Blutch : "Je cherchais la fidélité à ce qui fait ma manière de dessiner, à savoir dans ce cas précis, le charbonneux, le mal-cerné, la nervosité.C’était ma première expérience en matière d’animation. J’étais neuf. J’ai dû me
plier à ce qui constitue la base de la vie sociale : dire. Dire ce que je voulais, ne
voulais pas, dire ce que je pensais. Voilà qui était neuf pour moi qui suis habitué à travailler entre les quatre murs de ma tête d’oiseau. Essayer de se faire
comprendre, partager et en fin de compte imposer sa vision (tenter en tous cas), voilà le défi. Etre sûr de ses choix, moi qui doute à chaque seconde. J’ai dû forcer ma nature.
Et puis une vague sensation d’imposture, puisque ce n’est pas moi qui ai trimé pendant des mois dans la pénombre de la salle des machines, me noircissant les mains sur des dizaines et des dizaines de dessins, mais bien mon équipage (ndlr : au studio Prima Linea Productions à Angoulême).
Moi, j’avais le beau rôle avec ma casquette de capitaine, trônant sur les ponts
supérieurs.
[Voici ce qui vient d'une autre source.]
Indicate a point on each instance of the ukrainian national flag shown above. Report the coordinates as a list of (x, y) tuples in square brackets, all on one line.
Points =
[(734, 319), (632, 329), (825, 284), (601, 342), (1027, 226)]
Les images qui bougent en grand ont une espèce d’évidence brutale et envahissante. Ça vous saute aux yeux. Nous sommes là à l’opposé du dessin immobile, qui ne se livre pas, qui reste toujours à décrypter, qui se dérobe. Et ce fut bien là ma principale difficulté : comment préserver le silencieux mystère du dessin statique sur le géant-écran."